There are a lot of things about elections that are predictable, including the turnout and sometimes even the weather.
The one thing that can’t be predicted with ease is the Election Day mood of the voters. This is what might be called the “irritation factor.” A surly electorate can produce unexpected results.
Given these facts, it might be useful to speculate on what will happen to Amendment 40 on the Colorado ballot, a measure that would limit the tenure of appellate judges in the state to no more than 10 years.
The immediate impact of passage would be that five of seven Supreme Court justices (all Democratic appointees) would have to leave office. If that sounds like reason enough to clap hands and vote for the measure, hold on just a minute.
Should Bill Ritter, a Democrat, win the race for governor (he leads in the polls) and still be around in January 2009, he would be able to appoint all five replacements.
It’s something to think about – but it isn’t the only thing to think about.
There are a number of reasons to be distressed by the quality of Colorado’s appellate courts, and especially the Supreme Court. Recent decisions in a capital murder case, a felony murder case and a ballot initiative case involving immigration are only the latest examples of questionable, if not outrageous, jurisprudence.
And don’t forget lingering dissatisfaction over the judicial selection and retention process that has long been in place in Colorado. Rarely does a sitting judge get the boot by voters. Most judges get approved by what has become a nearly automatic approval process.
Proponents of the system have to acknowledge the public is frustrated with the system, as evidenced by the number of voters who vote “no” on all judges. However, these supporters go on to claim (without offering proof, since the files are not public) that some poor judges leave voluntarily rather than run for retention with a negative rating.
Most voters don’t pay much attention to the details of court decisions, but it would be a rare voter who doesn’t have some impression of how the courts are doing. So what will these folks do when they get to Amendment 40 on the ballot?

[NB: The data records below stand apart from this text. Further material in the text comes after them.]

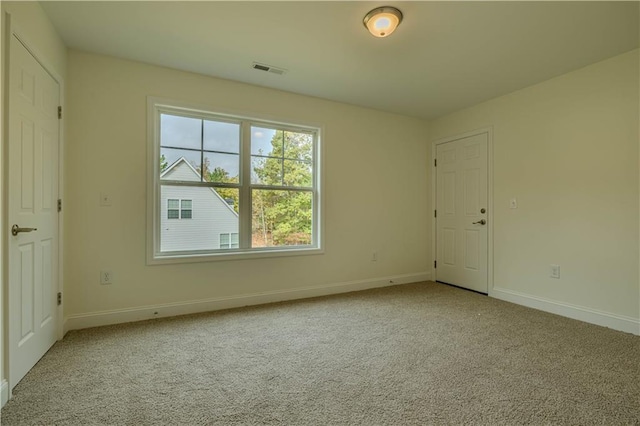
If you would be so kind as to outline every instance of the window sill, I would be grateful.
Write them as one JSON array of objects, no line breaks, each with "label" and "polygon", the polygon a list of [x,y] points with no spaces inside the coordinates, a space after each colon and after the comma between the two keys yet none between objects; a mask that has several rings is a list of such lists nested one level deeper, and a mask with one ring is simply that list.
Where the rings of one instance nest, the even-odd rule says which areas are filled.
[{"label": "window sill", "polygon": [[273,257],[308,256],[324,254],[324,249],[269,248],[259,250],[233,251],[229,253],[156,254],[147,258],[147,265],[168,265],[179,263],[219,262],[228,260],[263,259]]}]

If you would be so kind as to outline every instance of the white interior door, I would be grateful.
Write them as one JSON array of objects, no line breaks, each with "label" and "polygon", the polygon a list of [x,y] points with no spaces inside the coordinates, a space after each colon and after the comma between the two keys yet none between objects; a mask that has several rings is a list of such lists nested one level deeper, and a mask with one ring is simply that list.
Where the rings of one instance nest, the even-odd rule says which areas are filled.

Here are a couple of guesses:
The fact that the measure is short and simple works in its favor. So does the fact that it refers to term limits. Whatever else can be said about term limits, they haven’t seemed to have destroyed the legislature or the county offices where they have been repeatedly applied. Ritter himself was removed from the district attorney’s job by term limits.
Finally, there hasn’t been a really good argument advanced against it.
For example, when three former governors last month joined Gov. Bill Owens in opposing the amendment, not one of them suggested that Colorado has a great Supreme Court or that the state would be crippled if five of the long-term members said bye-bye. Instead, the governors argued that the new system would somehow put partisan politics back into the court system.
Who is kidding whom? Politics never left it. Every school child knows that it very much matters if a court is dominated by Democrats or by Republicans. The issue is not whether partisan politics plays a role but rather what role it should play.
The problem facing the voters who are dissatisfied with the current court and the current system is that there are no options other than Amendment 40. It is that or nothing at all.
Whatever else may be said, former Senate President John Andrews, a Republican, and other backers of the amendment have acted on political principle. They believe it shouldn’t matter what party gets the immediate benefits of the needed change.
Sure, it would have been nice to have wording that might avoid the prospect of a wholesale shift in the Supreme Court in 2009, but the measure would then have lost its simplicity and been wide open to charges that it was written to benefit just one political party.
So it has come down to this: Those of us who will vote for the amendment have to accept the risk that even five Ritter Supreme Court appointees couldn’t make matters much worse. Blame it on the irritation factor.